8:00pm EDT March 26, 2008

When Rick Voigt vets an acquisition opportunity, he lets the other guys talk first.

Voigt, co-founder, president and CEO of 38-employee Today’s Business Products, wants to hear what the leaders of the company he’s considering purchasing have to say about their company — its money-making points, the areas that need improvement and, above all, what they think is a fair asking price.

“Think about buying a car,” says Voigt, who has completed two acquisitions since 2004. “If I tell you I’ll give you $10,000 for your car, you might say, ‘Sure, but I was only going to ask for $8,000.’ So that’s why you have to ask what they have in their mind as a fair price. After you establish that as a base, which is really the most you would pay for it, then you can work it out to a number that works for both of you.”

It’s all part of Voigt’s philosophy on acquisitions: Take it slowly, listen constantly and gather as much information as possible.

When you are purchasing a company, Voigt says you’re not really purchasing the company itself. In fact, because of potential legal liabilities, you might not want to purchase the company pound for pound. What you are purchasing is the business of its customers. As such, you want to make sure that you can adequately serve the new customers you are absorbing through the acquisition.

One of your first stops when vetting a potential acquisition, Voigt says, should be the company’s customer lists.

“After we’ve signed the confidentiality agreement, we’ll sit down and look at their customer lists,” he says. “I try to find out about the relationship with each customer. That’s where the ‘80-20 rule’ comes into play. You can probably assume that 80 percent of their business will come from 20 percent of their customers. So you really have to look at the top 80 percent of the business, how long they’ve been an account, what is the relationship with them and are there additional opportunities.”

Voigt says that due to attrition, you can only safely assume that 60 percent of an acquired company’s customers will shift to your business. The remaining 40 percent might not be the right fit for what you offer.

To maximize the number of customers you are able to bring over to your business, search the management staff of the company to be acquired for potential leaders who could fill roles on your management team. They will give you valuable insight into the history of the business, and they might be able to bring additional customers with them.

“If they have some quality current staff, we let them interview. If we can use them, we bring them on,” he says.

Customers and employees are the first groups of people you have to consider when vetting a potential acquisition. But Voigt says the litmus test of whether you pull the trigger on a purchase will be in the numbers. If the numbers you see don’t equal the words you hear, walk away.
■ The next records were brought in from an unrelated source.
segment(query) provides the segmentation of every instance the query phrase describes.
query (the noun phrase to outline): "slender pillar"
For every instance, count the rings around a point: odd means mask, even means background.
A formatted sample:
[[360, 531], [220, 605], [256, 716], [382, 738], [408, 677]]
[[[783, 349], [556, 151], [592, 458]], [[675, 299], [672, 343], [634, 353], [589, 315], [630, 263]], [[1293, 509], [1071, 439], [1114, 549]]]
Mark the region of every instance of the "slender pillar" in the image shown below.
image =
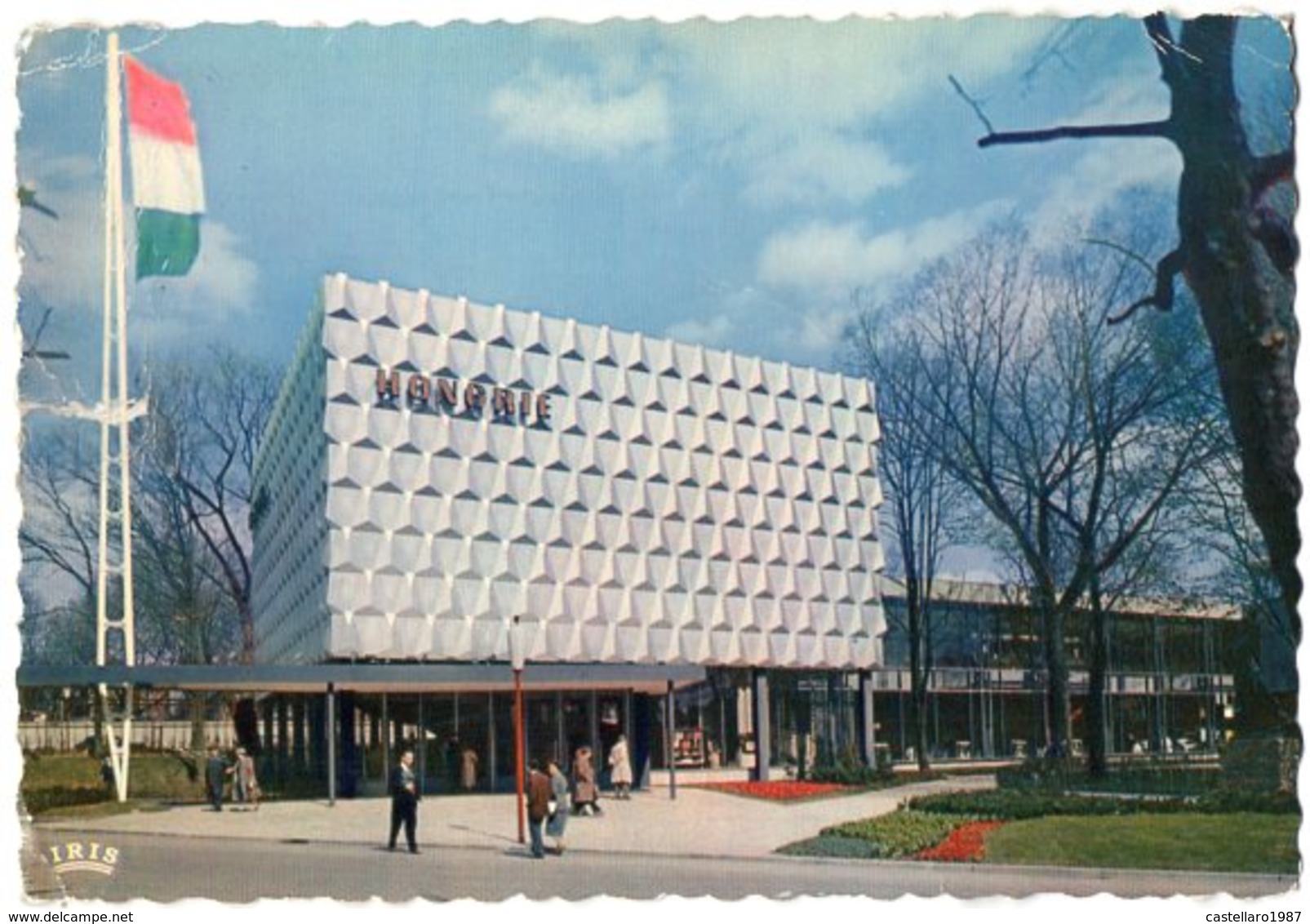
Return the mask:
[[291, 710], [291, 704], [287, 703], [287, 695], [286, 693], [278, 693], [276, 710], [278, 710], [278, 750], [275, 752], [278, 755], [278, 764], [276, 764], [276, 767], [278, 767], [278, 780], [279, 780], [279, 782], [286, 782], [286, 780], [287, 780], [287, 742], [291, 739], [291, 735], [287, 731], [288, 713]]
[[519, 843], [525, 841], [524, 836], [524, 806], [523, 806], [523, 670], [514, 671], [514, 792], [519, 806]]
[[305, 769], [305, 700], [297, 696], [291, 703], [291, 765], [296, 773]]
[[592, 769], [596, 785], [600, 786], [600, 768], [605, 765], [605, 755], [600, 752], [600, 704], [595, 689], [587, 693], [587, 737], [591, 738]]
[[[259, 752], [267, 755], [272, 751], [272, 699], [266, 696], [259, 703], [259, 712], [263, 713], [263, 741], [259, 742]], [[266, 758], [267, 759], [267, 758]]]
[[769, 674], [762, 668], [751, 672], [751, 727], [755, 729], [755, 769], [751, 779], [769, 779]]
[[423, 725], [423, 693], [418, 695], [418, 742], [415, 742], [418, 751], [415, 754], [415, 763], [418, 763], [418, 792], [423, 792], [423, 782], [427, 780], [427, 726]]
[[495, 750], [495, 693], [487, 693], [487, 792], [494, 793], [500, 764]]
[[392, 776], [392, 720], [386, 714], [386, 692], [383, 692], [383, 782]]
[[328, 721], [324, 722], [324, 738], [328, 739], [328, 805], [337, 805], [337, 691], [328, 684], [324, 706]]
[[859, 671], [859, 754], [865, 767], [878, 767], [878, 742], [874, 722], [874, 674]]
[[673, 682], [668, 682], [668, 692], [664, 695], [664, 759], [668, 761], [668, 797], [677, 798], [677, 760], [673, 759], [673, 721], [676, 708], [673, 705]]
“It all goes back to trends,” he says. “If the owner is telling me business is great, and I look at his trends and they’re going the other way, I can see that what he’s telling me doesn’t add up. That’s the big thing. You have to know you’re going to have a return on your investment.”

HOW TO REACH: Today’s Business Products, (216) 267-5000 or www.todaysbusinessproducts.com

Lessons of acquisitions

If you have the financial clout, purchasing another business is a way to quickly increase your company’s size and customer base.
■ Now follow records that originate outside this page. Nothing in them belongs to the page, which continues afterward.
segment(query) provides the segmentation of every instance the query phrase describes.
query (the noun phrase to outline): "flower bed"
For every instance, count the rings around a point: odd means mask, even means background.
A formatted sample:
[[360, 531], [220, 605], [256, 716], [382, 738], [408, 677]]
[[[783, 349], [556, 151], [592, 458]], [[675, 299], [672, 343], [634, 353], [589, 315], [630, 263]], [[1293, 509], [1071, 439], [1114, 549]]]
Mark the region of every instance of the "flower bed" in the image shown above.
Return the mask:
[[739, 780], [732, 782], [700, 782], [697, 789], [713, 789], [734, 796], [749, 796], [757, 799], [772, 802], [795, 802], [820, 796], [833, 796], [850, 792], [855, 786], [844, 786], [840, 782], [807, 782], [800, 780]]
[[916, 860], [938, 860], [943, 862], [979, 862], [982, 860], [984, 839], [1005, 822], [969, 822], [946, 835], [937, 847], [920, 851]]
But the road to a successful acquisition can be covered with booby traps, says Rick Voigt, president, CEO and co-founder of Today’s Business Products, so you have to go on the defensive and remember that your first responsibility is to protect your own company.

Voigt has completed two acquisitions since 2004 and has learned a number of lessons along the way. Here are a few of them:

  • Do what you say you’re going to do. “If you make a promise, you have to fulfill it. The last acquisition we made, we went above and beyond our promise to the owners. The first acquisition, we had a retirement party for the owner. He was just shocked. He said, ‘I can’t believe you’d do that for me.’ We invited his customers over to see us. It was very well-received, and he was very happy. Now, we tell potential acquisition candidates to call him, and he’ll tell you how we work.”

  • Hold the other party accountable.“When you’re talking to a potential buyer, once they have made the commitment to sell, if they’ve changed their minds, it has to cost them something to get out of it. You’ve put the time and money into making this proposal, and you have to say that you’re not going to let them do this and just walk away from the table. That clause has to be in the contract.”

  • Hire an experienced attorney. “Make sure you are purchasing only what you want to purchase, that you’re not purchasing bad debt, tax liens or impending lawsuits.”